その才能を、リサへの罵詈雑言に使うんじゃなくて、もっと他のことに使えばいいのに。
俺がそんなことを思っていると、
「二人とも、いい加減にしろ」
ゴン!
「痛……」「いっつ……」
鈴音の鉄拳制裁が二人の脳天に振り下ろされた。
すげー痛そう。
「おいおい鈴音……」
「これは持論だが、躾に一番効くのは痛みだと思う。今貴様らに一番必要なのは言葉による『教育』ではなく『教訓』だ。二人とも私より背が低いから丁度脳天を殴りやすいしな」
「どっかで聞いたことあるセリフをドヤ顔で並べ立てるな」
「ふふ、冗談だ。しかし躾に痛みが一番効くという点においては彼と同意見だ。弟たちの喧嘩も、これで大体は収まる」
「鈴音、弟いるの?」
「ああ、双子の弟がいる。お小遣い、おやつなどを争って毎日毎日喧嘩ばかりだ」
「その喧嘩を、お前は毎回ぶん殴って止めていると」
「まぁ、そういうことになるな。
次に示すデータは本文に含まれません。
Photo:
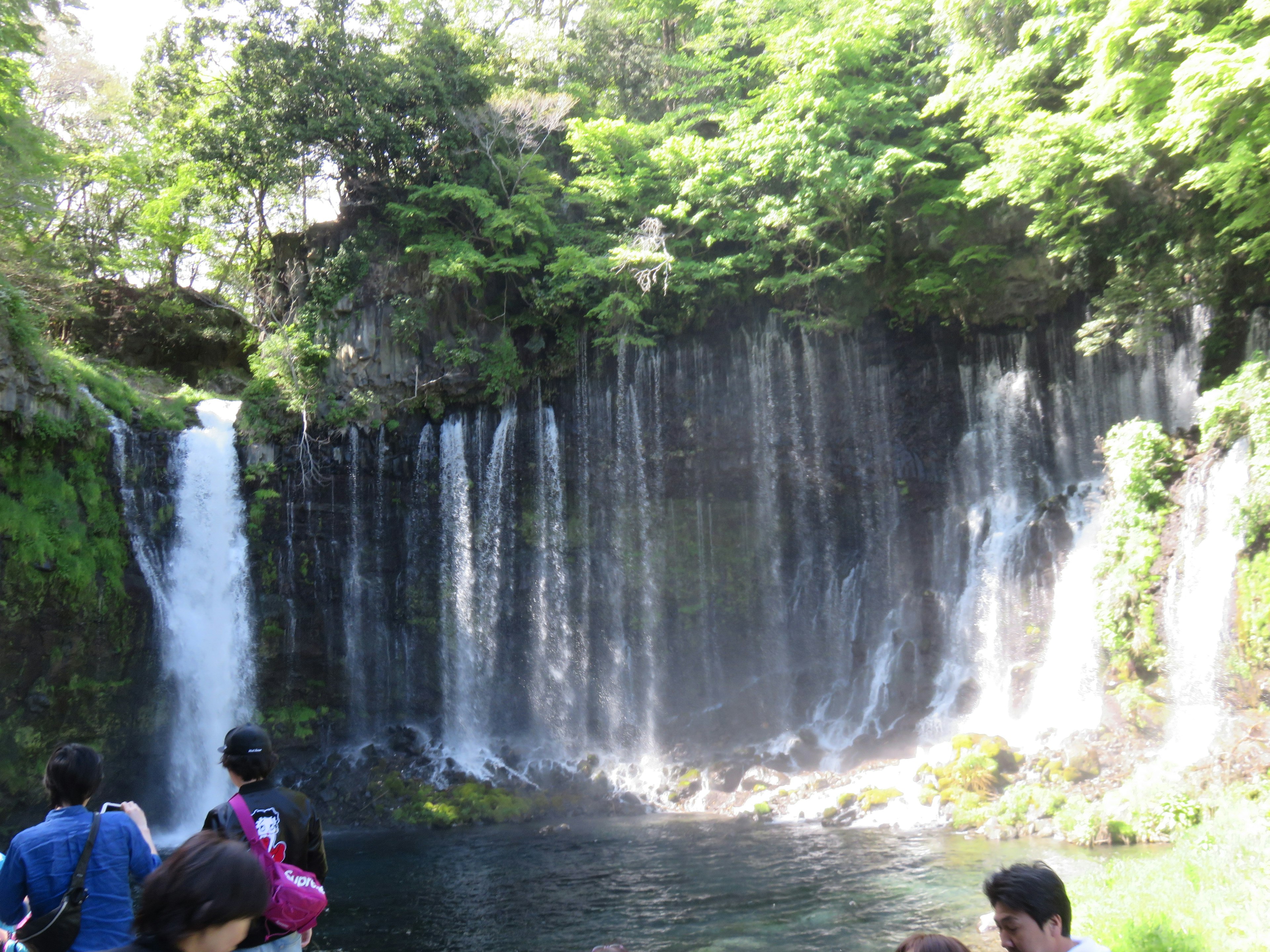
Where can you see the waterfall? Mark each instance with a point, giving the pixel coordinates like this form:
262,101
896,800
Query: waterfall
1198,598
205,622
1067,692
464,719
735,539
556,671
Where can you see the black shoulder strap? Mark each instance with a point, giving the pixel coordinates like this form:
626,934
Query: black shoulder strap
82,870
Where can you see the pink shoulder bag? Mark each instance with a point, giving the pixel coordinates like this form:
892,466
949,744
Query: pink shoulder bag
296,899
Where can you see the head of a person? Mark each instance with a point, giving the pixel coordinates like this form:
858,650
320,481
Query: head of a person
73,775
1032,908
248,753
928,942
204,896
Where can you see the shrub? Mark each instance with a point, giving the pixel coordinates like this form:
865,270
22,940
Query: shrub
1142,460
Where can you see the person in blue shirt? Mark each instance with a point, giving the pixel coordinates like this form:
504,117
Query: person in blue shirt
8,944
42,858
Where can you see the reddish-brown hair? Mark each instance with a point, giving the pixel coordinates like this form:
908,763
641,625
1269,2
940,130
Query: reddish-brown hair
931,944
正直なことを言うと、可哀想だとは思わなくもない。しかし、これが最も早く、最も効果的なのだから仕方がないだろう。殴られたくなかったら喧嘩するなと言う話だ」
「へー……なんつーかお前、ちゃんとお姉ちゃんしてんじゃん。腐ってるけど」
「……褒め言葉として受け取っておこう」
「ちょっと⁉ なんかいい話っぽく終わろうとしてるけど今回に関してはアタシが殴られる道理は無くない⁉」
リサが頭を抑えながら声を荒げる。
まぁ、そうだよな。それについては俺も同意見だ。
「あ、それは悪かった。つい癖でな」
「すげー手癖の悪さだな」
「それを言うなら私もです。殴られる道理は……」
「いや、お前にはあるからな」
「う……少々やりすぎたと反省しています……」
早川は少しうつむきながらそう言うと、優奈は「はぁ……」と溜息をつき、
「ま、まぁみんな、今日から本格的に現代文章構成部としての活動ができるんだし、そんな火花散らし合わないでよ。ね?」
「いや……火花散らしてんのはリサと早川だけなんだけどな」
「ちなみに私は二人を止めただけだ」
俺と鈴音が口々に言いながら早川の方に目線を向けると、早川は申し訳なさそうな顔をし、
「すいませんでした」
と、ぺこりと頭を下げた。
よしよし。
素直でいい子だ。
「うし。そんじゃ、一段落ついたところで、部活始めるか」
「そうだね。と、言いたいところだけど、時間が……」
「あ……そうか」
時計を見ると、部活が終了する六時の十分前というところだった。
「まぁ……しょうがないから本格的に部活始めるのは明日からだな」
「全く、残念ね。誰かさんがアタシに突っかかってくるから」
「……それは一体誰のことを言っているのかお聞きしたいですね」
「そんなこと、聞かなくても分かるでしょ?」
「あ、そういえば夏希リサは死んでるんでしたね。忘れてました。あー聞こえません聞こえません」
「本当……マジで殺したいわアンタ……」
「お前ら少しは反省の色を見せろよ」
また鈴音のゲンコツが飛んできても知らねぇぞ。
まぁ何はともあれ、部室の掃除は一ヶ月かけて終了し、俺たちは現代文章構成部として明日から活動することができる。
俺の小説、『Re:Friend』に挿絵が加わるのも、もうすぐだ。
他の部員が心配で仕方がないのは俺だけではなく、優奈もきっと同じだろう。
なんか部活でやることを、見つけられたらいいんだけど。